А потом, как зашли в свой барак и расселись уже кто за нарды, кто к ящику, так и этого к ним завели, инвалида. Тонкокостный, сухой, гололобый, с горбоносым кавказским, обожженным, как в печке, лицом, сединой уже сильной и пустыми, навыкате, голубыми глазами, он вошел и уселся на первый свободный табурет в попримолкшей и налившейся жадным вниманием комнате отдыха. Он настолько все знал, что вокруг, и так все презирал, что ему ничего тут, в бараке, любопытного не было. И через миг уже метнулись, подскочили и завились вокруг безрукого шныри: что принести? я принесу что надо, Сван, — и под коротким взглядом Свана разом брызнули, как разметенные по сторонам щелчком. Внезапно что-то шевельнулось под накинутым бушлатом, словно в коконе, и у вора вдруг выросли руки: это только он их никому не протягивал, ими не шевелил, когда сам не хотел, когда кто-то хотел от него и ему говорил, что и когда он должен делать этими руками. И вот сейчас, когда он хочет сам, обвел медлительным пустым и скучным взглядом мужиков и безо всякой позы, без нажима, без удовольствия кого-то придавить сказал бесцветным, ровным, чистым русским голосом:
— Я Варлам Ахметели, зовите дед Варлам или Сван.
— Да уж знаем, наслышаны, кто на зону с этапом заехал, вон все цирики в стойку… — все, кто был, мужики забурчали с охотой и ждали, что еще скажет Сван: про порядки на зоне, шерстяной беспредел и хозяйские гадские мутки — как на это все смотрит в лице его волчья масть.
Ну а Сван уже смеркся, потух: вот совсем ему было не нужно хоть что-то мужикам растолковывать и, тем более, выспрашивать, как им в зоне живется.
— Что же к нам-то, в мужицкий барак? — из-за плеч и голов остальных потянулся Алимушкин, так и ел настоящего вора глазами, дурак: сколько лет уж на зоне, а вся та же в башке вот блатная романтика.

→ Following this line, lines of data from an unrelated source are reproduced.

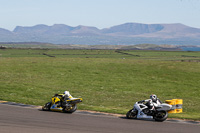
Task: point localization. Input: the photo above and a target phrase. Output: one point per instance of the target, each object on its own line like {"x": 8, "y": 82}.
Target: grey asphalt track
{"x": 19, "y": 119}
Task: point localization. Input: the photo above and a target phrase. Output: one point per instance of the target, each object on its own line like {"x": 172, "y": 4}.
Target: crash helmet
{"x": 153, "y": 97}
{"x": 67, "y": 93}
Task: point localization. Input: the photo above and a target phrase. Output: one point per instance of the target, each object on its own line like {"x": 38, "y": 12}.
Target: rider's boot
{"x": 142, "y": 115}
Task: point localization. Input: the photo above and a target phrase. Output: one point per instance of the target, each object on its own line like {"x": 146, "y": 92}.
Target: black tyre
{"x": 131, "y": 114}
{"x": 161, "y": 116}
{"x": 71, "y": 110}
{"x": 46, "y": 107}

— А другие-то есть? Только ваш вот мужицкий и другие козлиные. Сколько раз заезжал за последние годы, — Сван во что-то вгляделся, усмехнувшись одними глазами прошедшей всей жизни, всем своим прежним тюрьмам и зонам, по сравнению с которыми здешний Ишим — пионерский «Артек», — нет мне места нигде. Скоро, если ты не беспредел, не козел и не пидор, ни в одну уже хату не пустят. Скажут: иди отсюда, урка ты позорный. Скоро станут менты для таких ископаемых хаты отдельные строить, как вот сейчас для спидоносов и туберкулезников. Да и вы, кто по серости, — тоже вымирающий вид. Это раньше мужицкая масть была в силе и с нею считались. Вот помню, перед самой перестройкой стали тысячи на промку выгонять, огородные сетки вот эти плели, джинсы пошли на швейке, с понтом «Пирамида», — у людей прям аж слюни на мужицкие эти манжи потекли, а вот только клешни протяни — оборвут. Кровью правду мужицкую сбрызнуть могли, едва только почуют, что кто-то на шею к ним сел. А сейчас что? «Чего принести»? Перед каждым, кто сила, на цырлах? До кишок раздеваемся и кишки вынимаем, лишь бы только не резали, пусть сначала другого, пусть сперва не меня.